Le 7 juillet 2026, les streameurs Safine et Naruto se sont présentés devant le tribunal correctionnel de Nice pour répondre de propos tenus en direct sur leurs chaînes Twitch. Les deux jeunes hommes, âgés de 22 et 24 ans, sont poursuivis pour incitation à la haine et apologie de crimes contre l'humanité. À la barre, ils ont alterné entre dénégations et excuses, tentant de minimiser la portée de leurs paroles.
Des propos qui ont choqué
Les faits remontent à plusieurs mois. Lors d'un live commun, Safine et Naruto avaient tenu des propos jugés antisémites et négationnistes. Selon l'accusation, ils auraient notamment nié l'existence des chambres à gaz et tenu des blagues sur la Shoah. Le parquet a souligné que ces déclarations, diffusées à plusieurs milliers de spectateurs, avaient un impact particulièrement grave dans un contexte de recrudescence des actes antisémites en France.
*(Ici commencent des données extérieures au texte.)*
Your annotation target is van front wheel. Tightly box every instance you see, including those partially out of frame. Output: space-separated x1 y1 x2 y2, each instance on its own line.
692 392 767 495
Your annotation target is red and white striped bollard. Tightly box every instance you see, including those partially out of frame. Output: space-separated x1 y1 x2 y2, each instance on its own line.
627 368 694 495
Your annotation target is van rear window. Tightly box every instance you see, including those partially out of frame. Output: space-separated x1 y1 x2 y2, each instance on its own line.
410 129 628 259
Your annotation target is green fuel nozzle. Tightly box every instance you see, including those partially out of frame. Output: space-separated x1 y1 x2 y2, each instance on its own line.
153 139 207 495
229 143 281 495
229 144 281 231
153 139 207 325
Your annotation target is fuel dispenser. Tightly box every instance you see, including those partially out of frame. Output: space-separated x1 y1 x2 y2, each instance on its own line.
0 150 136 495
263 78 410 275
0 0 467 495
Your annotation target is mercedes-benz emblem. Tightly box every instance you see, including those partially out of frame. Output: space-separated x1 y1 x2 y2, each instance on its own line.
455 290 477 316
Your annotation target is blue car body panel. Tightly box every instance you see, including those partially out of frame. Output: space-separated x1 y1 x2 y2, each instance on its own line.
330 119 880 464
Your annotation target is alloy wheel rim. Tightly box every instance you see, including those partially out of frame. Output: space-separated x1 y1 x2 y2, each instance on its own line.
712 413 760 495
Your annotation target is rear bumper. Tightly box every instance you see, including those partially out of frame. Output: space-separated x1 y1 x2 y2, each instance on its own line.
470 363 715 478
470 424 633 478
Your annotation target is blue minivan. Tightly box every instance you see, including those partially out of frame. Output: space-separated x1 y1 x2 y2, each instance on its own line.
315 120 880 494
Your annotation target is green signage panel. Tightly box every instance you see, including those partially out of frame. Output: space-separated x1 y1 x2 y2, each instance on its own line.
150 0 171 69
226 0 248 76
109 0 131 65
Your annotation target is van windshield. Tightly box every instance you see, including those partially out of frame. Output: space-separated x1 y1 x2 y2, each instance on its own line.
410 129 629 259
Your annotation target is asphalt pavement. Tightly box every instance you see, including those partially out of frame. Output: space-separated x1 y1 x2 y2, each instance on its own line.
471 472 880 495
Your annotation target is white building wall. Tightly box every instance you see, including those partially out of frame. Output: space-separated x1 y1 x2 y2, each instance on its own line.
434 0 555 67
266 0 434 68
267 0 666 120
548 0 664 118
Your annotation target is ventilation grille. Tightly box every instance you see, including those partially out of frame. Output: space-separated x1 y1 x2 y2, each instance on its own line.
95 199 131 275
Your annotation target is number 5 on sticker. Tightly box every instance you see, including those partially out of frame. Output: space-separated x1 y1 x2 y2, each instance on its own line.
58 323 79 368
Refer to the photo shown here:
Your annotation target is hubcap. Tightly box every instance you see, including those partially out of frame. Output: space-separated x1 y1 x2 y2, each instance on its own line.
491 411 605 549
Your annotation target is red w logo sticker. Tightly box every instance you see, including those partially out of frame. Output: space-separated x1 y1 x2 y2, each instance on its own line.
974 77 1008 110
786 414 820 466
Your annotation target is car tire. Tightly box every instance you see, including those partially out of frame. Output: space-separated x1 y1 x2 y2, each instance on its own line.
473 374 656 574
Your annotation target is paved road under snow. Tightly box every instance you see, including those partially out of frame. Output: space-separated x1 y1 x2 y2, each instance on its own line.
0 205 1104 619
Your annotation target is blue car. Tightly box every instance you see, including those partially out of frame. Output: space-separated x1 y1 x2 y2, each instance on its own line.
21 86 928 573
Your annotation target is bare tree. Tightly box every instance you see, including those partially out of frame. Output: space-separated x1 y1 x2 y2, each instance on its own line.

« Ce n'était que des blagues »
À l'audience, Safine a déclaré : « Je ne pensais pas que cela aurait un tel retentissement. C'étaient des blagues entre potes, je ne suis pas antisémite. » Naruto, de son côté, a exprimé des regrets : « Aujourd'hui, je réalise que ce n'était pas drôle. Je présente mes excuses à toutes les personnes que j'ai pu blesser. » Mais ces excuses n'ont pas suffi à convaincre les parties civiles, dont la Licra (Ligue internationale contre le racisme et l'antisémitisme), qui a rappelé que « l'humour a ses limites, surtout quand il touche à la mémoire des victimes de la Shoah ».
Une peine attendue
Le procureur a requis six mois de prison avec sursis et 10 000 euros d'amende pour chacun des deux streameurs. Il a également demandé l'interdiction d'exercer toute activité en lien avec les réseaux sociaux pendant deux ans. La décision a été mise en délibéré au 4 septembre 2026.
Réactions dans le milieu du streaming
Cette affaire a suscité de vives réactions dans la communauté des streameurs. Plusieurs figures du milieu ont condamné les propos de Safine et Naruto, tout en appelant à ne pas généraliser. « Ce genre de comportement nuit à l'ensemble de la profession », a estimé un streameur connu, sous couvert d'anonymat. D'autres ont souligné la nécessité d'une meilleure éducation aux enjeux de la haine en ligne.
Un précédent judiciaire
Ce n'est pas la première fois que des streameurs sont poursuivis pour des propos polémiques. En 2024, un autre influenceur avait été condamné pour des propos homophobes. Ces affaires posent la question de la responsabilité des plateformes et de la modération des contenus en direct. Twitch, la plateforme utilisée par Safine et Naruto, a indiqué avoir suspendu leurs comptes et coopéré avec la justice.